A referência de que a obra teria sido “encomendada” pelos Médici, a poderosa família dos nobres de Florença do século XVI, levou minhas memórias ao terceiro presidente militar brasileiro,: Emílio Garrastazu Médici, o presidente que começou a construção da rodovia transamazônica - obra inacabada até hoje, passado quase meio século de governos e também desgovernos no Brasil.
Nascido em Bagé, Rio Grande do Sul, Emílio Garrastazu Médici, o general-presidente brasileiro, era da descendência dos Médici de Florença: seu pai, Emílio Médici, foi um imigrante italiano, e sua mãe (Júlia Garrastazu), embora uruguaia, era de origem basca.
Não consta na biografia de Garrastazu Médici que “O Príncipe” tenha sido o seu livro de cabeceira. Mas certamente o leu mais de uma vez.
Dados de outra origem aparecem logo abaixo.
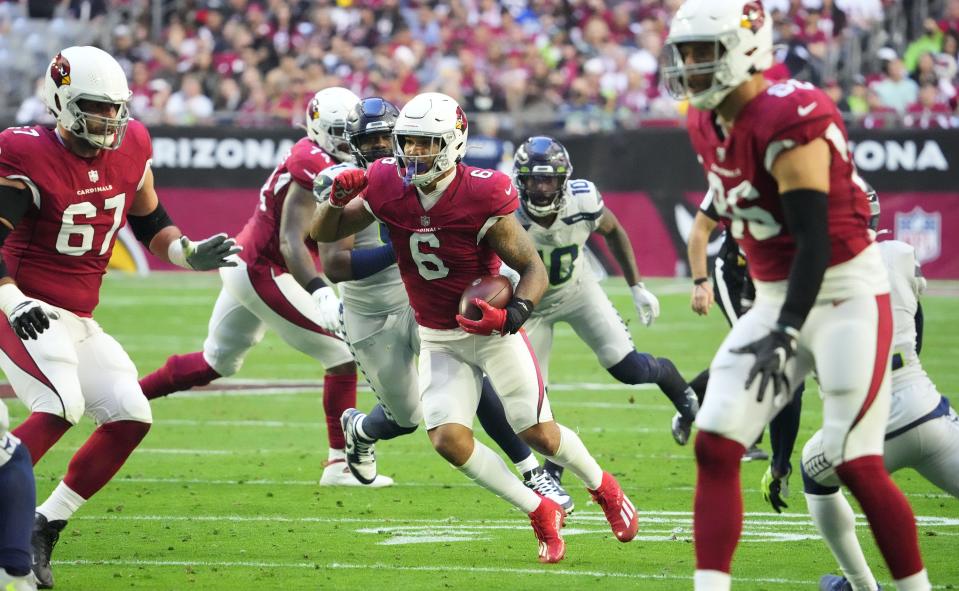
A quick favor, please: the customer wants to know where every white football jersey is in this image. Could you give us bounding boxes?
[337,222,410,316]
[878,240,941,433]
[516,179,604,310]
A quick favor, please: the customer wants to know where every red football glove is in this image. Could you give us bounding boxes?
[456,298,506,336]
[330,168,367,207]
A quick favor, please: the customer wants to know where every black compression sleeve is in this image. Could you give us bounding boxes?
[779,189,831,330]
[127,202,174,248]
[0,185,33,232]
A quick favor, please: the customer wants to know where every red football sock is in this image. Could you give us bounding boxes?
[693,431,746,573]
[836,456,923,580]
[11,412,72,466]
[140,351,221,400]
[63,421,150,499]
[323,373,356,449]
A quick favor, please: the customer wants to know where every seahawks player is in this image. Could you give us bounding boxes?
[319,97,573,513]
[802,192,959,591]
[513,136,699,480]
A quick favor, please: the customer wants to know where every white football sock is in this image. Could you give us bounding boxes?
[693,570,733,591]
[547,423,603,490]
[454,439,540,513]
[806,490,879,591]
[37,480,87,521]
[514,454,539,474]
[896,569,932,591]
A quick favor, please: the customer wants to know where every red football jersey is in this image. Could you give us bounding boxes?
[0,120,153,316]
[236,137,336,273]
[364,158,519,329]
[688,80,872,281]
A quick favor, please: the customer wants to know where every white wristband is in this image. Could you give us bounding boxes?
[166,236,193,271]
[0,283,30,317]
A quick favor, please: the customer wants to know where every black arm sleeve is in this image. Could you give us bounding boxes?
[127,202,174,248]
[915,302,924,355]
[0,185,33,237]
[0,185,33,278]
[779,189,831,330]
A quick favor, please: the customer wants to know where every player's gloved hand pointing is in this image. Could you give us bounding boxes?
[731,325,799,402]
[0,283,50,340]
[180,233,243,271]
[629,282,659,326]
[313,164,367,208]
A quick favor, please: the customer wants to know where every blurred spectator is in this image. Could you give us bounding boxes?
[872,58,919,113]
[464,115,513,174]
[902,18,942,72]
[164,74,213,125]
[903,82,953,129]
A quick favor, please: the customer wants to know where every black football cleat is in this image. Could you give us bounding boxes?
[32,513,67,589]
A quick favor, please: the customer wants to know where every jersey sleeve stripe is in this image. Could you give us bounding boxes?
[6,174,40,209]
[476,215,504,244]
[137,158,153,192]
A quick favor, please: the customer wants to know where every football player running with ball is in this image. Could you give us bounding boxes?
[140,87,393,486]
[513,136,699,478]
[663,0,930,591]
[0,47,239,589]
[312,93,638,562]
[319,97,573,513]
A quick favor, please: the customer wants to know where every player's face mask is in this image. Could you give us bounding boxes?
[355,130,393,162]
[662,40,725,99]
[516,173,566,213]
[67,98,130,150]
[393,135,449,186]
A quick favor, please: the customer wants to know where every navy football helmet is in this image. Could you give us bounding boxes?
[513,136,573,217]
[346,97,400,168]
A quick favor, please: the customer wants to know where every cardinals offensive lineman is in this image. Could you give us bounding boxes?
[0,47,240,588]
[311,93,638,562]
[663,0,930,591]
[140,87,393,487]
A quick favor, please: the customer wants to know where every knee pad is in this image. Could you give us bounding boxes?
[695,431,746,470]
Isso pode ser deduzido por dois fatores marcantes de seus goveno no período de 30 de outubro de 969 a 15 de março de 1974 - fato que se revelam bem dentro das lições que Maquiavel coloca em “O Príncipe”.
Maquiavel, que entregou “O Príncipe” como “um pequeno presente” a Lourenço II de Médici”, também o aconselha,: para governar bem e ser respeitado pelo povo, o príncipe precisa conhecer o seu povo.
O governo do presidente Médici é avaliado, por economistas como o período do “milagre econômico brasileiro” (inflação baixa, crescimento recorde, e projetos desenvolvimentistas para integração nacional), aliado à propaganda ao civismo, donde surgiu o slogan oficial: “ Brasil, ame-o ou deixe-o”.
Em “O Príncipe” , Maquiavel analisa como devem medir as forças dos “principados” (governos), de como deve ser a fortuna nas coisas humanas (governantes) e de que modo lhe deve resistir (por exemplo, às tentações da corrupção).
Até a presente data, não consta na biografia de Garrastazu Médici que tenha sido um presidente corrupto, mas consta que realizou grandes obras como o projeto de integração nacional, com o início das construções das rodovias Santarém-Cuiabá e da Transamazônica.
Ao que indica, o presidente Médici tomou para si os conselhos dados ao seu antecessor por Maquiavel.